I read from somewhere: “Rather than think about how a particular food tastes, think about how the food feels”. I lived at my mum’s at the time. She has ice cream always in her freezer. I realized, that every time I ate ice cream, I felt tired and heavy,… and the temptation didn’t even diminish but I craved for more ice cream.
That’s when I started experimenting with limiting “added sugar” intake to zero/very moderate. I’ve been months without, or nearly without, added sugar many times now over the past few years. The last time I had close zero added sugar was last January to February. I also had a couple of months without added sugar last spring when I was studying for the entrance exam of my current psychology studies. It was important for me to focus 100 % on studying at the time so I avoided added sugar because I know it makes me feel tired. – A phenomenon that is explained in this great TedTalk at the physiology level, and can be deadly.

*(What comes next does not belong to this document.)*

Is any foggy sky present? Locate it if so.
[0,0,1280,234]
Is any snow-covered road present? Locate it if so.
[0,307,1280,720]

Yes, we do need carbohydrates, including sugars, but we do not need sugar to be added to our foods. Annoyingly, most processed food – not that processing in itself was always bad – has sugar added. Often times, they don’t include fiber to make you feel full and content, like fruits do.
If I need a treat, there are many better options: ice cream or milkshake made of bananas (you can spice it with a barrier or choco powder/nibs) or 100 % chocolate for example. Your taste becomes more sensitive to smaller amounts of sweetness.
Since I learned to feel the food instead of only tasting, I notice that these nature’s treats leave me feeling content and energetic. Limiting added sugar products is a part of my energy management. I have more productive hours in a day and exercising feels better.
Try to eat ice cream, then go to gym. How does your body feel? What about after an omlet?
The biggest challenge for this “diet” is our culture, where food with added sugar is often the only thing served in social situations.